Au sud du domaine, on retrouve ces sols mais ils sont plus rocheux, avec la présence de gros cailloux dont une partie d'origine granitique.

Concernant le patrimoine végétal, Louis-Clément a récupéré des vignes bien caractéristiques de la région, c'est-à-dire de vieilles vignes en gobelet peu productives (en majorité Viala mais aussi SO4 et Téléki), plantées à 10500 pieds/ha mais avec beaucoup de manquants (âge + esca).

 

  • Sa culture de la vigne :

Louis-Clément est convaincu d'une chose. Pour travailler efficacement en bio sur ses terres, il doit tout restructurer. Il a commencé en transformant une partie des vignes en gobelet (les plus jeunes et vigoureuses) en les palissant en cordon et en ne conservant qu'un rang sur deux, ce qui est un travail très difficile...

 

 
Travail du sol

Anciens gobelets transformés en cordon après moult effort

 

Mais cela lui permet ensuite de travailler les sols soigneusement et au tracteur ce qui est très compliqué avec les vignes en gobelet (casse et arrachage lors du labour).

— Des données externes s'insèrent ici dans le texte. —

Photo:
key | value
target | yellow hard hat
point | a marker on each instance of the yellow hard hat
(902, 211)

Les sols sont travaillés avec soin, avec, entre les rangs, l'utilisation d'herse rotative et la plantation de différentes plantes dont des engrais verts.

Lorsque les vieilles vignes ne sont pas transformables, il arrache et replante. C'est ainsi que cette année (2014), 0,5 ha ont été replantés (porte-greffe 3309 sur la partie la mieux drainée et Gravesac sur le reste, utilisation de clones pour pouvoir bénéficier des aides).

 

 
Jeunes vignes après 3 mois (2)

Plantes de 3 mois particulièrement belles

 

Evidemment, il ne peut faire qu'une petite partie chaque année mais il a bien l'intention de tout replanter, petit à petit.

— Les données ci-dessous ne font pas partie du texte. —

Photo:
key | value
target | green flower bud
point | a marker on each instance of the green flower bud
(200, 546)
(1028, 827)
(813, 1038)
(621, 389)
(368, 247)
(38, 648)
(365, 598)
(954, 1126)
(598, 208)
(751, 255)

Comme on le voit sur la photo, la plantation est faite en vignes larges avec inter-rang de 2m pour une densité globale de 6000 pieds/ha. Ceci est pour lui bien plus intéressant que la culture à 10 000 pieds, car c'est beaucoup plus facile à mécaniser ce qui permet ainsi de maîtriser une viticulture bio. Le fait d'avoir de grandes parcelles facilite également cette façon de faire.

Il reste beaucoup de travail car la majorité des vignes n'a pas été transformée, notamment celles composant La Bottière qui sont très vieilles vignes et ne pouvant plus être transformées. Elles sont toutefois travaillées en bio de la même façon mais c'est un travail délicat et compliqué. 1 rang sur 6 a été arraché pour faire un enherbement plus large et permettre le passage de tracteur en conditions humides.

 

 
Vieilles vignes en gobelet (Cuvée La Bottière)

Les vieilles vignes de la Bottière comptent leurs jours...

 

Avec ce vignoble en pleine transformation, les rendements sont actuellement entre 25 et 30 hl/ha en moyenne (28hl/ha en 2013). Louis-Clément vise au moins 40 hl/ha à moyen terme sur les nouvelles plantations.

 

  • Le travail en cave et les cuvées produites :

Toutes les vignes sont sur un seul et même climat, mais Louis-Clément y produit 3 cuvées différentes : La Croix de La Bottière, La Bottière et Saint-Antoine (en hommage à son grand-père).

 

 
Les 3 cuvées de LCDB

 

La Croix de la Bottière, plus grosse cuvée du domaine, est travaillée en vendange entière, avec une macération semi-carbonique de 3 semaines en cuve béton.

Pour La Bottière, la vendange est égrappée et c'est une vinification bourguignonne qui est faite avec une macération d'un mois (pigeages quotidiens) puis un élevage en fûts de chêne (de 1 à 5 vins).

Enfin, la grande cuvée du domaine, Saint-Antoine, produite de manière confidentielle (1 tonneau en 2013), est constituée des plus beaux raisins du domaine, vinifiés en fût, et élevés un an en fût neuf.

 

Dossier réalisé à partir des 2 visites au domaine effectuées les 12 Mai et 8 Août 2014 (prises de vues dans les vignes lors des 2 visites).